Materialist dialectics as the key to changing the world
Presentation notes by Corinna Lotz
We, of all people, need to understand how change happens – so that we don’t limp behind reality and get taken by surprise by events, crises and political change.
Why? to help us bring about revolutionary transformation
What is materialist dialectics?
Materialist: Assertion of the primacy of the external world. Consciousness is dependent on being. Just as we are dependent on the material world for our existence. Eco-crisis reveals this.
To avoid reducing the world to our image of it
Dialectical: the movement of the world, society and our thought through the contradictory forces, strivings within it.
To discover the “new” (or “now” - LC) as it arises through “negation” of the past into the present
For this we need a methodology - theory of knowledge: the relation between being and consciousness and the path of development of knowledge.
Starting point – the moving source, independent of consciousness
Recognition of the external world and its reflection in the human mind is the basis of the theory of knowledge of materialist dialectics.
The movement of the external world independent of consciousness is the source of thought
The material world is in constant movement, transition and change through the dynamic of opposing forces and tendencies, which are the source of self-movement (from within the object itself)
In today’s image-oriented ideologies - the material world and all its contradictory richness including society and ideas, is reduced to our consciousness or our image of it, eg marketing and advertising
We are led to focus on images but they are separated from their source.
e.g. the image of fundamental economic health and stability when the credit system is in meltdown due to unrecoverable debt
The essence of dialectics (one of the essential, if not the principle, characteristic part or feature) is the splitting of a single whole and the cognition of its contradictory parts. (Lenin’s essay)
Non-dialectics + “common sense” thought versus materialist dialectics (see pages 311-318 of AWTW)
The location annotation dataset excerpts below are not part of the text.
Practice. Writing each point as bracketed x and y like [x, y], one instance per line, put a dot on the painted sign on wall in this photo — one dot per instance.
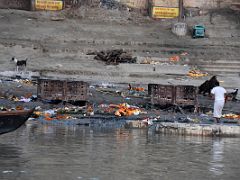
[163, 12]
[49, 5]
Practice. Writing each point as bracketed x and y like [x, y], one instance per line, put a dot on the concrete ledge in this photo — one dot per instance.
[220, 130]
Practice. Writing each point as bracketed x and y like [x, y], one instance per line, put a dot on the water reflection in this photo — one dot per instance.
[216, 164]
[58, 152]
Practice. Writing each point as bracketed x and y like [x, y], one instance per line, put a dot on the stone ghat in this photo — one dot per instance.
[220, 130]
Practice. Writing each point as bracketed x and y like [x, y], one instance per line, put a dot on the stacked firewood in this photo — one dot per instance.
[114, 57]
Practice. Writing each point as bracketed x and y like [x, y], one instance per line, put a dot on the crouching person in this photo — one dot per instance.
[219, 101]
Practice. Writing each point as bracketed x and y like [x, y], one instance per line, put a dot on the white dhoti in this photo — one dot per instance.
[218, 106]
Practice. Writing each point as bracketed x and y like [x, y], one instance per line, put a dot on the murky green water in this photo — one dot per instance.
[40, 152]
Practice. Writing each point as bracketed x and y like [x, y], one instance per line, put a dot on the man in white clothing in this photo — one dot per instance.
[219, 101]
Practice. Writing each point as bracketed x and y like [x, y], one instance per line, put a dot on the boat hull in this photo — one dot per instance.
[12, 120]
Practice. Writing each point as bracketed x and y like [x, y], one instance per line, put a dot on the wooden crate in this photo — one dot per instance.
[172, 95]
[186, 95]
[161, 94]
[63, 90]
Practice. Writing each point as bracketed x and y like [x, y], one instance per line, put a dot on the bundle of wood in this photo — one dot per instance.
[114, 57]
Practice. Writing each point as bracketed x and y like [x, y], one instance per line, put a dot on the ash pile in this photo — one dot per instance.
[114, 57]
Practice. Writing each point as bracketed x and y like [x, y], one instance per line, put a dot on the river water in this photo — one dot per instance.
[44, 152]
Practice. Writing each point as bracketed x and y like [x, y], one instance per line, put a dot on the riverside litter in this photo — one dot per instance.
[109, 106]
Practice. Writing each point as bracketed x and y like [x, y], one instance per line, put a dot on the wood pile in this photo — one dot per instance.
[114, 57]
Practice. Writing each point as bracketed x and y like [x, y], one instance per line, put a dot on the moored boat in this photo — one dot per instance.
[11, 120]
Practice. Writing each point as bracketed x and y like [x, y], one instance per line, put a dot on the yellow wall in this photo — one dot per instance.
[165, 3]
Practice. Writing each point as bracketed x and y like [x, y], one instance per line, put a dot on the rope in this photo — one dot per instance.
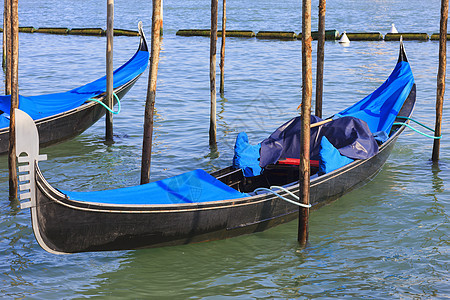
[281, 197]
[106, 106]
[417, 122]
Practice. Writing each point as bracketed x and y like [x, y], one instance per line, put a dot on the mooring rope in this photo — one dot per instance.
[412, 128]
[106, 106]
[281, 197]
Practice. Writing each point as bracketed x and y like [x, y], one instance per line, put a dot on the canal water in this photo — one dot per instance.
[388, 239]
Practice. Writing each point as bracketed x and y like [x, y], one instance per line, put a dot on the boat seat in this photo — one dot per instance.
[191, 187]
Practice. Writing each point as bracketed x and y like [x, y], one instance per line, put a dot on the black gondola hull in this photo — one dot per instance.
[69, 226]
[62, 225]
[66, 125]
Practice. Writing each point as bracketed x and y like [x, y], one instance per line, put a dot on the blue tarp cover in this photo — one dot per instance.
[191, 187]
[329, 157]
[50, 104]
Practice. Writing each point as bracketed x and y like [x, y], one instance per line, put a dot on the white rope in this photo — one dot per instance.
[283, 198]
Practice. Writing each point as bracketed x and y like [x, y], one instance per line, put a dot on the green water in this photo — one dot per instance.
[388, 239]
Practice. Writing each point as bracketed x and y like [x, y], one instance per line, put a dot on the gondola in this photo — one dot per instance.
[197, 206]
[61, 116]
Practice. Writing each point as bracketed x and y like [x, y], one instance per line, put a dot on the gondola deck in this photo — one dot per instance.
[62, 116]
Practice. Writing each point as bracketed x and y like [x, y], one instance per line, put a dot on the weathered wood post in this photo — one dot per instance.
[162, 17]
[320, 58]
[441, 78]
[212, 72]
[222, 50]
[109, 68]
[14, 46]
[151, 94]
[306, 120]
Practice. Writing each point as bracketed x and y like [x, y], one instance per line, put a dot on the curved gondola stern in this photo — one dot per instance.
[27, 153]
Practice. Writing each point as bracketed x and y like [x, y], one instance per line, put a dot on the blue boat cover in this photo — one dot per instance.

| Non-dialectical | Materialist dialectics |
sensation as a barrier to knowledge |
sensation as direct connection between matter and thought |
scepticism about, or denial of, the existence of world independent of consciousness |
affirmation of the external material world independent of consciousness |
doubt about possibility of knowledge |
world as knowable |
things are isolated, torn out of context |
the infinite world exists in finite parts which interact amongst themselves. Parts are parts of a whole; individual as part of the universal |
things as fixtures |
things as a sum and unity of opposing tendencies |
reality is unchanging, full of eternal truths, unchanging human nature and permanent existence of capitalist social system |
reality (in all its aspects) is a process of development and negation, in which the old contains seeds of new |
either / or |
not either/ or but both in process and transformation |
the source of movement, change seen as external (supreme being) |
internal self-movement through contradiction, negation |
“contradiction” as an aberration, problematic and subjective |
contradiction is normal and natural, and a source of development |
change takes place in smooth, bit by bit, evolutionary way |
change is uneven, contradictory - sometimes slow and quantitative, other times in revolutionary leaps and bounds, building up slowly and suddenly bursting out |
What a dialectical approach seeks to do
Dialectics has been called “the pulse of freedom” because it helps us:
- challenge the ideologies of the status quo – nothing is fixed; everything in a process of transition. All things come into being and pass away – including social systems, modes of thought
- seek out the immanence of opposing forces within all things and processes, to discover the logic of change
- understand the connection AND contradiction between form and content; the immediate and the mediated; semblance, appearance and essence (moments of being)
- interpret a rapidly-changing world – being and consciousness – grasping the movement (dynamism) of life in the here and now
- see history as a process of becoming
- penetrate and unravel the rich complexity and reflexivity of development from outer (object) to inner (subject), from concrete to abstract and vice versa
- perform in order to bring about change
Dialectical theory of knowledge
Dialectical path of knowledge is from the living perception of material world through sensation to abstract thought, to ideas and then to practice
A dialectical theory of reflection and knowledge defines and explains the relation between our ideas and the world that exists outside our consciousness
For a scientific development of knowledge, the path/practice of cognition does not stop, or short circuit at empirical perceptions or impressions, patchworks of images and jump to conclusions.
Developing knowledge through an infinite process of approximation, through flexible concepts –
“A better understanding of the ‘now’ as a movement of becoming which names both the process of the ‘now’ and the making of that ‘now’. As such, it is both the process and the concept [consciousness of the subject] of the constantly shifting ‘now’ as a mobile process that moves with it. … thus to understand something, particularly something constantly changing, is to follow its unfolding as a continual process.” (Lorna Collins)
Actual (empirical) developments are tested against theories and results of practice, to expand, modify or change earlier concepts.
Our answer to the question: “Is our thought capable of knowing the real world, are we able in our ideas and concepts of the real world to form a true reflection of reality” is positive.